BioWorld International Correspondent
Biovertis AG, of Vienna, Austria, secured up to €12 million in its first round of venture financing.
The company, which was spun off from Intercell AG in September 2003, works to discover and develop antimicrobial drugs for infections caused by antibiotic-resistant bacterial pathogens.
"This is a significant opportunity for biotech," said Erich Felber, Biovertis' CEO. He added that there had been substantial investments in antimicrobials from big pharma in the past, which had been cut back and would be difficult to restart. Felber saw a five- to 10-year period in which biotech companies could fill a rising medical need and win an important market. He cited dramatic increases in resistant infections in all developed countries as evidence of the growing need for new antibiotics.

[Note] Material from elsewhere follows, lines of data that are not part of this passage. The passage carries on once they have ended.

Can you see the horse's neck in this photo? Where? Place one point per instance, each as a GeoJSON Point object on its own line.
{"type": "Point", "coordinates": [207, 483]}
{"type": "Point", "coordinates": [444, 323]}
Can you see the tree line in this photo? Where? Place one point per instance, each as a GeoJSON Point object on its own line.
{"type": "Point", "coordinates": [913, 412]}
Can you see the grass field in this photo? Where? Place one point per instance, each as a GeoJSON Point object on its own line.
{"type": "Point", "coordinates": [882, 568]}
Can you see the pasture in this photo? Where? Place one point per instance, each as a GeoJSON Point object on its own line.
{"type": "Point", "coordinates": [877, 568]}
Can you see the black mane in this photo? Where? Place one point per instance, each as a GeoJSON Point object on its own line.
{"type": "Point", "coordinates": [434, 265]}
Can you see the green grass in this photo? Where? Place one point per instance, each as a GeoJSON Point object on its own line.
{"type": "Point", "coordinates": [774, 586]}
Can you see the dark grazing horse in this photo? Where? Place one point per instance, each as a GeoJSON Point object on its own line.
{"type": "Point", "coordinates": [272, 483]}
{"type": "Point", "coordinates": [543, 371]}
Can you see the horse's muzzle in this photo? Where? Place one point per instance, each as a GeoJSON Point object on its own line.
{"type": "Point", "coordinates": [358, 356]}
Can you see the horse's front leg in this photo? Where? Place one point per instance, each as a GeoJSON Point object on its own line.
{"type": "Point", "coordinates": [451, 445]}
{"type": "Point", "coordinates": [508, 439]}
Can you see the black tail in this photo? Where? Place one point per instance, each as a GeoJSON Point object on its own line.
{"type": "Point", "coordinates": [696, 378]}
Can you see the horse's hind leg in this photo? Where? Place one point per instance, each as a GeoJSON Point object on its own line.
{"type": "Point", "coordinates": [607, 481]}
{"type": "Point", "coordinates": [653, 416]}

Biovertis' technology is intended to make discovery and preclinical development of new antibiotics more efficient and effective. The process involves taking sera from patients who have had bacterial infections and identifying the antigens produced from an immune response. The company then uses a combination of nuclear molecular resonance technologies and bioinformatic processes to narrow the 2,000 to 4,000 potential targets identified down to hundreds.
"Our bioinformatics processes help to elucidate the predicted structure of targets," Felber said. "Together with the NMR approach, in a short period we can get very good data on the 3-dimensional structures involved." The company's third element is a method of physical screening to generate chemical structures that can be the starting point for medicinal chemistry.
"From that point onward, that is from medicinal chemistry and process development, we will be using service providers," Felber said. Felber said he expects to announce deals in the near future.
"Any start-up has just a few years to develop a visible pipeline," Felber said. "We have a program in Gram-positive hospital-acquired infections and one in respiratory infections."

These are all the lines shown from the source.